Структура сновидения (не сна – это другое!) более чем условна, это, скорее, метафора. Тем не менее можно представить составные части сновидения, несмотря на их смешанность и неразличимость. Для этого воспользуемся схемой возникновения лирического текста. Мы выделяем в сновидениях три пласта, лежащие один под другим. Верхний план содержит впечатления, переживания, события, мысли и образы, ближайшие по времени и принадлежащие визионеру. Средний план складывается из собственных далеких, разорванных и забытых воспоминаний и из следов и обломков бесчисленных поступков, действий, произнесенных слов, осевших во всеобщем бессознательном. О нижней границе сновидений следует сказать особо. Если первые два пласта заполняются от человеческого опыта, то последний имеет противонаправленный вектор. Интерпретировать его каким бы то ни было способом невозможно. Лучше всего назвать это – Вторжением из ниоткуда (просим извинить нас за неизбежность «художественной» ассоциации типа: «Ты в Россию пришла ниоткуда…» – «Ниоткуда с любовью» и пр.).

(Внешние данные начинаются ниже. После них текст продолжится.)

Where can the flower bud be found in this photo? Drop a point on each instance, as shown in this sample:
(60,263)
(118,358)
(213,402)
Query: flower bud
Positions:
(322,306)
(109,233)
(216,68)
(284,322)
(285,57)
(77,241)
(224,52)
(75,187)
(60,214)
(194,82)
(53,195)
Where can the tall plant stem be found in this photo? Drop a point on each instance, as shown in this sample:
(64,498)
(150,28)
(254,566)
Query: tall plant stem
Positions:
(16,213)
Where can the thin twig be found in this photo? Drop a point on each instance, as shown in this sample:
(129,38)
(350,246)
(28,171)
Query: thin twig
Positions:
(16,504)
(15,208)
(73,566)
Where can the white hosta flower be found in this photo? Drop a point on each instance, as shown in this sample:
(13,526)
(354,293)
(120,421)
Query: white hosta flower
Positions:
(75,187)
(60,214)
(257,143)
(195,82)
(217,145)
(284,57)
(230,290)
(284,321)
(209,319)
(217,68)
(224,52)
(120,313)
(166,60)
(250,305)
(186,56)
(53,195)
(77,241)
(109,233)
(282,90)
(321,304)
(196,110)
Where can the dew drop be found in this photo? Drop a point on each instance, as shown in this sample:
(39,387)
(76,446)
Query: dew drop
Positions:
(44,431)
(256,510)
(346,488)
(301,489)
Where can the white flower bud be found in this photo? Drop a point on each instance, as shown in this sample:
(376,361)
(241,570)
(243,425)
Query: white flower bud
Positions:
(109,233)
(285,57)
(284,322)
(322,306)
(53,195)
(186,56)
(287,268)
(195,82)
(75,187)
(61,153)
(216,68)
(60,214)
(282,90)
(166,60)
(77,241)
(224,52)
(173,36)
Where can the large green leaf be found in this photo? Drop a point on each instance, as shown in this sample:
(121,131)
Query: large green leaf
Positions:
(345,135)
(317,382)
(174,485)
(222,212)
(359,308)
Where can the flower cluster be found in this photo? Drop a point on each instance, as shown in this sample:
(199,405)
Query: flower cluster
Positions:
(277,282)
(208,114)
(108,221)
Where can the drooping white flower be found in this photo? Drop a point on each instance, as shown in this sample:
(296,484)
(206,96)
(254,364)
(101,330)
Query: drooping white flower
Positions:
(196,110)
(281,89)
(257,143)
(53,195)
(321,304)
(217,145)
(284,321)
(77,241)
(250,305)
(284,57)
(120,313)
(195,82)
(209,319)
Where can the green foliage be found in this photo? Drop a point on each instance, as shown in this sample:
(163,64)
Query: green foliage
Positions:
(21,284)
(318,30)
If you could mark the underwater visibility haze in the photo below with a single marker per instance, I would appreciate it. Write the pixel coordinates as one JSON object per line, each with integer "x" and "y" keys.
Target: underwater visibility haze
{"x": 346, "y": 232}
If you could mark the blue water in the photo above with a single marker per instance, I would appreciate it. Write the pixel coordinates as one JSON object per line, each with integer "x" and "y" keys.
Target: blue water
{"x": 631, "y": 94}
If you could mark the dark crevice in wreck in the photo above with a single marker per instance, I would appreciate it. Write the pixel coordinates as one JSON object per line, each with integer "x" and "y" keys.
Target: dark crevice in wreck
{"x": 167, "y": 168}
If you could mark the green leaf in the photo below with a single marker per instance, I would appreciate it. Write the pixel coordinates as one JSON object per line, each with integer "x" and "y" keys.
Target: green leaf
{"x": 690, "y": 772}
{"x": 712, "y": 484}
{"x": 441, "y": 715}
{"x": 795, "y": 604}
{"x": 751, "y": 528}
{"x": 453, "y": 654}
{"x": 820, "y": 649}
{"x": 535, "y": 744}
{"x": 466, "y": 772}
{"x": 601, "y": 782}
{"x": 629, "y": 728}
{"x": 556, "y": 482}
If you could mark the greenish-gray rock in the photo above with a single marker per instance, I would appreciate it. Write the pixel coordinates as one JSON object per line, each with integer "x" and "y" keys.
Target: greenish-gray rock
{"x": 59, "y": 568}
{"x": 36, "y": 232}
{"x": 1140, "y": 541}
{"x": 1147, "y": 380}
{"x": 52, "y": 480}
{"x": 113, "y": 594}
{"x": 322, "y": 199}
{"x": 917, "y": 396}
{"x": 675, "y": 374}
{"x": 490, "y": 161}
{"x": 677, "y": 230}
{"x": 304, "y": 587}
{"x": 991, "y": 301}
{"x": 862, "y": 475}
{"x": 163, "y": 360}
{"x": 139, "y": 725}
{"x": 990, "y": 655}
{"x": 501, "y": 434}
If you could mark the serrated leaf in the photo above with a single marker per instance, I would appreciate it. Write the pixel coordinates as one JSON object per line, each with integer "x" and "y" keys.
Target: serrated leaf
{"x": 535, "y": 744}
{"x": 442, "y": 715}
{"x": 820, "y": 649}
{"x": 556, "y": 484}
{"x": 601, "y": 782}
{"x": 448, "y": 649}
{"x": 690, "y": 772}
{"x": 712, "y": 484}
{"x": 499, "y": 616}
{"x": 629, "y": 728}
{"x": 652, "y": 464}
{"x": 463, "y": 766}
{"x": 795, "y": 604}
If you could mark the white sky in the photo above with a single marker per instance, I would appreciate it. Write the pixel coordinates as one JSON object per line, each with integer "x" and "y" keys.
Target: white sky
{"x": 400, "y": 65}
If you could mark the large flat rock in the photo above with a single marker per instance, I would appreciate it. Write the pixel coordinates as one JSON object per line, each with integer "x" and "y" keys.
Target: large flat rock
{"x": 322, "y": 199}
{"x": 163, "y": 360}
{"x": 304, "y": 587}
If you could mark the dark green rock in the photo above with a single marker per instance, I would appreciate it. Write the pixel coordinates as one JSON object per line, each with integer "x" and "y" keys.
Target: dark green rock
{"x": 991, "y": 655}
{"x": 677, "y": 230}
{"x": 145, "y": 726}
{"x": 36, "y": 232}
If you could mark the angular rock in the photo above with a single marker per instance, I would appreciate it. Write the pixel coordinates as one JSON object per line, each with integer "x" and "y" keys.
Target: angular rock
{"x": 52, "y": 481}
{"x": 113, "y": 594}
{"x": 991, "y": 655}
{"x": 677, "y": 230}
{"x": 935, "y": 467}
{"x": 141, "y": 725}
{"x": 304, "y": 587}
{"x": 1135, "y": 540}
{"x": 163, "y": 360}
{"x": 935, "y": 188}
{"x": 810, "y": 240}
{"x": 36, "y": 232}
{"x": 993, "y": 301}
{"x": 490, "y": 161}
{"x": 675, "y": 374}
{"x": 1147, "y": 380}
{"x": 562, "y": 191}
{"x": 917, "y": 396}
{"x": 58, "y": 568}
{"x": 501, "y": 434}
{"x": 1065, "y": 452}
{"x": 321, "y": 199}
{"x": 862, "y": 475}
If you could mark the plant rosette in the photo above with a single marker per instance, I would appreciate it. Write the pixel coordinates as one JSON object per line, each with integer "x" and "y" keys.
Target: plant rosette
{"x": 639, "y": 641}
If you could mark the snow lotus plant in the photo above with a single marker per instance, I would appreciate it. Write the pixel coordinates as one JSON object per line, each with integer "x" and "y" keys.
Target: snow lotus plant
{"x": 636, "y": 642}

Несомненная взаимозависимость, как бы даже сродство двух моделей, приводит к совершенно неожиданному расхождению лирики и сновидений. Возникает своего рода категориальная контраверса, которая претендует на теоретический выход. Имея в виду концепцию Нормана Малкольма33, мы полагаем, что сновидение не может выйти ни из себя, ни из состояния сна. Оно лишено опоры и свободно в своей неупорядоченности, в результате чего не достигает степени феномена, не появляется в чувственном опыте. В нашем сознании сохраняются лишь определенные воспоминания, смутно связанные между собой. Сны, которые мы знаем и толкуем, возникают только в процессе рассказывания о них. Рассказанное сновидение как повествовательная форма, как «неполный слабый перевод» лишь в этом случае становится феноменом. (Кто знает, может быть, необходимость рассказывать сны и привела к возникновению нарратива?) В лирическом стихотворении все обстоит наоборот. Оно уже ab ovo явлено, осуществлено, формировано, и его феноменальный статус утверждается сам собой. Ситуация складывается в высшей степени необычно: если для обнаружения сновидения требуется рассказ как промежуточная, опосредованная инстанция, то рассказывание стихотворения запрещено, так как уничтожает его. Некоторые квалифицированные специалисты нарушали табу, допуская пересказ, но результаты, как кажется, уходили в сторону. Лирическое стихотворение открывает себя целиком, все сразу, в какой-то своей абсолютности. Оно выдерживает сопоставление с живописной картиной, несмотря на то, что написано словами, а не красками. Не случайно поэтические вещи, принадлежащие Wortkunst (О. Ханзен-Леве), почти не поддаются переводу, в то же время как вещи рассказываемые (Erzählkunst) гораздо легче переводятся в чужую речь. Сказанное позволяет думать, что сон по признаку непереводимости снова сближается с лирикой, и это бросает новый свет на соотношение лирики и эпоса. В дополнение к сказанному присоединяется уже теоретико-литературный вопрос.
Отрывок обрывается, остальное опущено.